Saya menggunakan dua contoh ini untuk menunjukkan bagaimana artis benar-benar dapat bermain dengan alat-alat AI ini dalam berbagai cara. Sementara gambar akhir mungkin mengejutkan para seniman, mereka tidak muncul entah dari mana: Ada proses di belakang mereka, dan tentu saja ada unsur niat.

Meskipun demikian, banyak yang skeptis terhadap seni AI. Seniman seni pemenang Pulitzer, Jerry Saltz mengatakan dia menemukan seni yang dihasilkan oleh seniman AI membosankan dan membosankan, termasuk "Anak Tukang Daging."

Mungkin mereka benar dalam beberapa kasus. Dalam potret yang cacat, misalnya, Anda dapat menyatakan bahwa gambar yang dihasilkan tidak terlalu menarik: Mereka benar-benar hanya imitasi - dengan twist - input yang sudah dikurasi sebelumnya.

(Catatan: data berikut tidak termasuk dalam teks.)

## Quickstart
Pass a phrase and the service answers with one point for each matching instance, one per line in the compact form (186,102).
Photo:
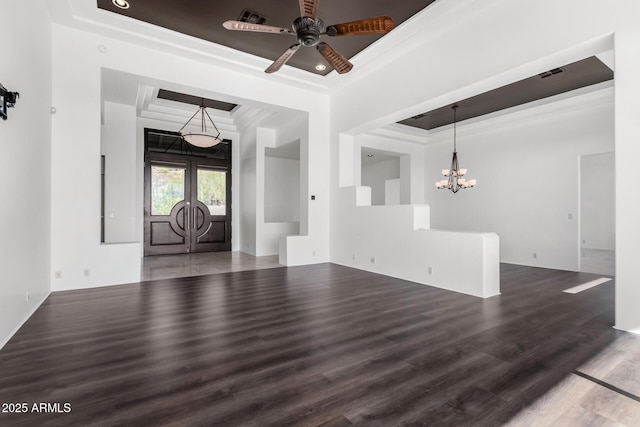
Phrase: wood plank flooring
(325,345)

Tapi ini bukan hanya tentang gambar terakhir. Ini tentang proses kreatif - yang melibatkan seniman dan mesin yang berkolaborasi untuk mengeksplorasi bentuk visual baru dengan cara revolusioner.

Untuk alasan ini, saya tidak ragu bahwa ini seni konseptual, bentuk yang berasal dari 1960, di mana ide di balik pekerjaan dan prosesnya lebih penting daripada hasilnya.

Adapun “Anak Tukang Daging,” salah satu potongan yang menurut Saltz membosankan?

Baru-baru ini menang Hadiah Lumen, hadiah yang didedikasikan untuk seni yang dibuat dengan teknologi.

Sebanyak beberapa kritikus mungkin mengutuk tren, tampaknya seni AI di sini untuk tinggal.Percakapan

Tentang Penulis

Ahmed Elgammal, Profesor Visi Komputer, Rutgers University

Artikel ini diterbitkan kembali dari Percakapan di bawah lisensi Creative Commons. Membaca Artikel asli.